PassFlow suppresses arrows when circular mean resultant is below 0.3
Bins whose mean resultant length R (circular concentration) < 0.3 render a neutral glyph (hollow circle by default) instead of an arrow. A zone where passes go in every direction has no honest mean — drawing an arrow would invent a direction the data doesn't support.
Context
PassFlow computes a circular mean over pass angles per grid bin. That mean
is only meaningful when directions cluster. A bin with antiparallel passes
(half forward, half backward) has R ≈ 0 — an arrow pointing the resulting
direction is statistical noise, not signal. mplsoccer renders it anyway and
relies on the reader to squint at low-count bins. That’s a bug dressed as a
feature.
Decision
dispersionFloor: 0.3 gates arrow rendering.
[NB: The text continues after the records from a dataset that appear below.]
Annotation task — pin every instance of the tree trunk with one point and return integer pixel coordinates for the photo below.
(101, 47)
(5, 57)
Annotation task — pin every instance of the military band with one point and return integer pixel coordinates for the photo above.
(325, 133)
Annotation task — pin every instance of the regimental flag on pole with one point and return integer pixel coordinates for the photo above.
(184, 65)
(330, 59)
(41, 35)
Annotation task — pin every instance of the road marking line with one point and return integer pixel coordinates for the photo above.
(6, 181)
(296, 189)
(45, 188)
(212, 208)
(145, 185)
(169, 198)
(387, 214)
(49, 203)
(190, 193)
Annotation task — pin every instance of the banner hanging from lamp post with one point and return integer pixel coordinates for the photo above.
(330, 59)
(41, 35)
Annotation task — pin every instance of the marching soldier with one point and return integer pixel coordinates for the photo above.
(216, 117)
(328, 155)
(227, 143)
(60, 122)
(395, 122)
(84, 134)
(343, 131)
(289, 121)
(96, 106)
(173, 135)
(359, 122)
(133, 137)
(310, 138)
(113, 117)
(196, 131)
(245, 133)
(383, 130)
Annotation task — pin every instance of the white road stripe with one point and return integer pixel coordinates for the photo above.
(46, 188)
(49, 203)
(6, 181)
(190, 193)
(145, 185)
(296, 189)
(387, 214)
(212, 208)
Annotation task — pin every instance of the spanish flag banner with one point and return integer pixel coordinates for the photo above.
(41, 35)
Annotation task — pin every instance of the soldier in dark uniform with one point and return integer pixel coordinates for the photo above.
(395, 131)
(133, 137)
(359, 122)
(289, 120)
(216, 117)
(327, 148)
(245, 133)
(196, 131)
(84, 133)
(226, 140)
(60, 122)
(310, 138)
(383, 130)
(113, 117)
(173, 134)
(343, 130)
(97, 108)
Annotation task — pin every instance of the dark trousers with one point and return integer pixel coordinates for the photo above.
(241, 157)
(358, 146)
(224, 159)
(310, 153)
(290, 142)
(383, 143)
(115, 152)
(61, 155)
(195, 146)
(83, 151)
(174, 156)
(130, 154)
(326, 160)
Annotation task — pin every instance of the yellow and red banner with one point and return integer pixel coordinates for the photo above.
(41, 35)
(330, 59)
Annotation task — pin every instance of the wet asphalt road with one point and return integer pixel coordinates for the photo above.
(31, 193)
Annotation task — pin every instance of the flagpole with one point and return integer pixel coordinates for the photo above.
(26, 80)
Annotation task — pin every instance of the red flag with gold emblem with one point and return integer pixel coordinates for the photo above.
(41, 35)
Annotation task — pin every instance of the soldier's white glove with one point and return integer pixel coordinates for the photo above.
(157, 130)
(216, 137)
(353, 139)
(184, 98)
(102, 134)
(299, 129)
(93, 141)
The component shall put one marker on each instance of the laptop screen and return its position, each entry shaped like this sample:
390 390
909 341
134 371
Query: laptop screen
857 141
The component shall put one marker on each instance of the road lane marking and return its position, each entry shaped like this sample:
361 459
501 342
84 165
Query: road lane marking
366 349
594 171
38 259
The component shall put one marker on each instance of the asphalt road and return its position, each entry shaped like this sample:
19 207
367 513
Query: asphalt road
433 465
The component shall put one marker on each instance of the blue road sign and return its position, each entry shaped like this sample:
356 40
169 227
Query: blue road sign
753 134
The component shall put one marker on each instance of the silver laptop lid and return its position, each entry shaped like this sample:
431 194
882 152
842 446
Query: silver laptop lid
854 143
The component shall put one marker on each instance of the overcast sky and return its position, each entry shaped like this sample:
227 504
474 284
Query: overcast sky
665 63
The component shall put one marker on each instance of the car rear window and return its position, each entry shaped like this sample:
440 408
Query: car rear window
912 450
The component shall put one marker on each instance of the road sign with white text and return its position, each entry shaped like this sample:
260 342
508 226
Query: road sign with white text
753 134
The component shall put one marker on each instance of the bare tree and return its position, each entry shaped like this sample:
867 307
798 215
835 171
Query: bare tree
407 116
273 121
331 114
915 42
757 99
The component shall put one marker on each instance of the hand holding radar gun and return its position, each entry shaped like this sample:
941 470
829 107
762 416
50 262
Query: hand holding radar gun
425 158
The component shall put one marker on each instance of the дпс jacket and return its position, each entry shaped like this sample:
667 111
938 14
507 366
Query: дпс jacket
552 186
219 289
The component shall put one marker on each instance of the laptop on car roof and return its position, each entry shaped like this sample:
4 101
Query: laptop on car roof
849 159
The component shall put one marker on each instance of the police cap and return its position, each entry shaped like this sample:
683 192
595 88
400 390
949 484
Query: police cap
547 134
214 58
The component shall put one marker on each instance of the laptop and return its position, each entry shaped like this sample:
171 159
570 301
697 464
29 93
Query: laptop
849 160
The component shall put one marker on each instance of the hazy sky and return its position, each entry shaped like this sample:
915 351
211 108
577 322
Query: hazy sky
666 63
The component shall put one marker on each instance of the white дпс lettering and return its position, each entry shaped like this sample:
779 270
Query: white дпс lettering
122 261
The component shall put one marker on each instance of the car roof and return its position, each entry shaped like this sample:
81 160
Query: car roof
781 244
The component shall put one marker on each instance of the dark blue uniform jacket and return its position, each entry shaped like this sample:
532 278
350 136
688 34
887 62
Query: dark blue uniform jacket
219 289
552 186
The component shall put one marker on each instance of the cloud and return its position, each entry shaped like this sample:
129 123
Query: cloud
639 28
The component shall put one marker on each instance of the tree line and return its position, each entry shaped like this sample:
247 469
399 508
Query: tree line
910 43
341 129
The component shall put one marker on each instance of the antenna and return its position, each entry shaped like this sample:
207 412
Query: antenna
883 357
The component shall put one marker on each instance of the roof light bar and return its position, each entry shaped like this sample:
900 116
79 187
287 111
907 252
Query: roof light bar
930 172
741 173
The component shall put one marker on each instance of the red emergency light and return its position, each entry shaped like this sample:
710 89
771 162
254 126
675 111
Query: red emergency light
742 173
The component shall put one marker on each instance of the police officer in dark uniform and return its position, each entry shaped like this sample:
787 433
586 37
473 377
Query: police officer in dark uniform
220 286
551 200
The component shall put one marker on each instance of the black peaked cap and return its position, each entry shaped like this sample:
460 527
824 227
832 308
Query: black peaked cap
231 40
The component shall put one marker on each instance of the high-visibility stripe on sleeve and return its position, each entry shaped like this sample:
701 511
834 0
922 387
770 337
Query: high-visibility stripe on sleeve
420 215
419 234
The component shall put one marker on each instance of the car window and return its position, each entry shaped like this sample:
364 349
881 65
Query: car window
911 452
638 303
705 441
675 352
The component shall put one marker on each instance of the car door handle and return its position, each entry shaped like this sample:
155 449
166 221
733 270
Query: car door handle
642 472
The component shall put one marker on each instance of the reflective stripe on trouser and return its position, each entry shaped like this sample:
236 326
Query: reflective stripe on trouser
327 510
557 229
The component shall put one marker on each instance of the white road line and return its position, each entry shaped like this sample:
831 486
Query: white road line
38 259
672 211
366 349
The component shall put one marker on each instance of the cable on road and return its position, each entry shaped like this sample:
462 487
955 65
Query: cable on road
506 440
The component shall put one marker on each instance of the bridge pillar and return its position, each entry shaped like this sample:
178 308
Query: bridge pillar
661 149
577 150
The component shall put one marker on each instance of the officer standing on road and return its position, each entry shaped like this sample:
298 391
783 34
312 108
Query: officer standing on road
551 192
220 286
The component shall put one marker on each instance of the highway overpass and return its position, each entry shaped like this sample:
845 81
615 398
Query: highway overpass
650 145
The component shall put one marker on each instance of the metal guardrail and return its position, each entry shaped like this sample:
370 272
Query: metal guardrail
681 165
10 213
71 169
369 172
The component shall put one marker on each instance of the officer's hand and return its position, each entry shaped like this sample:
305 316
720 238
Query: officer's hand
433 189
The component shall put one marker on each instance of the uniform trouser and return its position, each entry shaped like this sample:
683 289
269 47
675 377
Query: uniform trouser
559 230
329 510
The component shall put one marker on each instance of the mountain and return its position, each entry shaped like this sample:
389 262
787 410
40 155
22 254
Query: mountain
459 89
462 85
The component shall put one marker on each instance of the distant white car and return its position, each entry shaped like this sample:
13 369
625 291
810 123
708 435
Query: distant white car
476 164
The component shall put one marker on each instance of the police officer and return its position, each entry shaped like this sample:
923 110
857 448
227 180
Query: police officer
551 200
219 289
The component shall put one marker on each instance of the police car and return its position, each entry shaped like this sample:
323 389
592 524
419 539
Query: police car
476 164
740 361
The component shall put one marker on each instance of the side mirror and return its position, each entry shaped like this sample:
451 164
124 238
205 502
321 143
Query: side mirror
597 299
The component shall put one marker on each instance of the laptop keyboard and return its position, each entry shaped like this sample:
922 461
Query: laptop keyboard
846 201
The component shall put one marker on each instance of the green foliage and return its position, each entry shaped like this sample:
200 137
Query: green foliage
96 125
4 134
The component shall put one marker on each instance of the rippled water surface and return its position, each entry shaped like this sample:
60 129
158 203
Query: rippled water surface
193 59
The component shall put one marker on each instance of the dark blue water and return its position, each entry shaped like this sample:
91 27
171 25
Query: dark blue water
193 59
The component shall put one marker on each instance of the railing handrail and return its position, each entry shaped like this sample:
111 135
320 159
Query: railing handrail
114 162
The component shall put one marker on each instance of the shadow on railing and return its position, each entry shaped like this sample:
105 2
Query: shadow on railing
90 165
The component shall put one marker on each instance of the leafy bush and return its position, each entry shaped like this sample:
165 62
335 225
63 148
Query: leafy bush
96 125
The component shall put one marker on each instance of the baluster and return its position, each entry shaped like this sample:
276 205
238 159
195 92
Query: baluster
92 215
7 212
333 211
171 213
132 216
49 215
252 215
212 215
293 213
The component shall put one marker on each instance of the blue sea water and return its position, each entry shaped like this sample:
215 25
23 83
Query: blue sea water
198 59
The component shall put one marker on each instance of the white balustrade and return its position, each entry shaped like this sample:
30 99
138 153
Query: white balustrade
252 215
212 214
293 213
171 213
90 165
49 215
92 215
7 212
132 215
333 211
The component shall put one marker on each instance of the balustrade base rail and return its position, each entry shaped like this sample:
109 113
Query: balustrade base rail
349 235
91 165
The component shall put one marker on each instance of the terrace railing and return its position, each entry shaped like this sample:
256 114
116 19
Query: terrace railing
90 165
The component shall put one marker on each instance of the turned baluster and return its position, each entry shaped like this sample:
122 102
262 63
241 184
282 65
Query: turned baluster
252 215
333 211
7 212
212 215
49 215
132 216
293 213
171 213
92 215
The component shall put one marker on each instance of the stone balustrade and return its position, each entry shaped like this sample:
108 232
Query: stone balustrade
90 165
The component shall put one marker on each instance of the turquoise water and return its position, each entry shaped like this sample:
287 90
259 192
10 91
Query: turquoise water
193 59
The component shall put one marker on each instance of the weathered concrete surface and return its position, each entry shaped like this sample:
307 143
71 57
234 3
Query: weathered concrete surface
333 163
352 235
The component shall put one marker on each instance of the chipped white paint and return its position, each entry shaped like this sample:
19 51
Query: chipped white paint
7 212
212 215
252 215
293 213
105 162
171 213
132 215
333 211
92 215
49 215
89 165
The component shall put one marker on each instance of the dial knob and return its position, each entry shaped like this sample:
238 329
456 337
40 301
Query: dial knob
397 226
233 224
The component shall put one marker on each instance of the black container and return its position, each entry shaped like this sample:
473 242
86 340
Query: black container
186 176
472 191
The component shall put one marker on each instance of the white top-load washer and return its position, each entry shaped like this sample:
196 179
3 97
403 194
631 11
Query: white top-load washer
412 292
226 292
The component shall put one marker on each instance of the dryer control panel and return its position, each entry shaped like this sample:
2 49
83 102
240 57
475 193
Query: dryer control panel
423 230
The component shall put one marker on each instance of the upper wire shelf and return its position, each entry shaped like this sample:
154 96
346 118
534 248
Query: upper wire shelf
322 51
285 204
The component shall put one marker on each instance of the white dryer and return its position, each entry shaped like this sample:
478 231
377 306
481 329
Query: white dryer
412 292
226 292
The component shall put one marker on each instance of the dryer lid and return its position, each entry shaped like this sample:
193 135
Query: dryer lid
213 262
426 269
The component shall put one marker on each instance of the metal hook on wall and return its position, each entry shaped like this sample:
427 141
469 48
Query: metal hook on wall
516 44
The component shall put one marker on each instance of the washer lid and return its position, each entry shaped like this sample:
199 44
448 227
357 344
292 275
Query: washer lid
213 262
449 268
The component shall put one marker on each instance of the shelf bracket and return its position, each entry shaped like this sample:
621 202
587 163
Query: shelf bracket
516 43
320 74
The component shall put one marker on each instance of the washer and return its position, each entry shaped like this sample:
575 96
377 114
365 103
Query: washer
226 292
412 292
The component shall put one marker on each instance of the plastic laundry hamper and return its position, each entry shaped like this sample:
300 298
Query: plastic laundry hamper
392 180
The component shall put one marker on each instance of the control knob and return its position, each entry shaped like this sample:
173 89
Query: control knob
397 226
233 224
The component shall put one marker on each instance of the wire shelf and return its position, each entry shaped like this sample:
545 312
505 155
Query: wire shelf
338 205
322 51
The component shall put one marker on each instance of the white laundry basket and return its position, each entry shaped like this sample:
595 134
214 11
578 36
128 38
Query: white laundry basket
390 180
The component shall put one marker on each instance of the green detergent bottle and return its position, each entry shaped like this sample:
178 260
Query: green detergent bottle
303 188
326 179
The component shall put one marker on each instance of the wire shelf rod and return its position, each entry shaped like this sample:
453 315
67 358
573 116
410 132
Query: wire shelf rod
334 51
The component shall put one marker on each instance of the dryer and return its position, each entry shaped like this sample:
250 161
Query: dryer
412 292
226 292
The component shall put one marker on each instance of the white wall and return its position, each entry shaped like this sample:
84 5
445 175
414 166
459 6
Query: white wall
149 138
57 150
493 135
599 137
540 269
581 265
Bins with R < 0.3 emit
hasArrow: false and render the lowDispersionGlyph (hollow circle by
default, configurable). Mean angle and R are always emitted on the bin model
so consumers can override or inspect. Independent of the count threshold —
minCountForArrow: 2 also applies.
Why 0.3
Empirically tuned. At R < 0.2 a bin is essentially omnidirectional;
R = 0.5 is a clear one-way preference. 0.3 catches the genuinely confused
bins without over-gating bins with one strong direction and a few outliers.
Consumers who want every mean rendered pass dispersionFloor: 0.
Consequences
- Zones with dispersed pass directions render a visible “no dominant direction” glyph, which is honest editorial output.
- Recipes can preset
dispersionFloor: 0for specialist audit views where all means matter. - Tooltips still surface mean angle and R for gated bins, so analysts can inspect the underlying numbers even when no arrow is drawn.
- Arrow rendering is always gated by
min(R ≥ dispersionFloor, count ≥ minCountForArrow).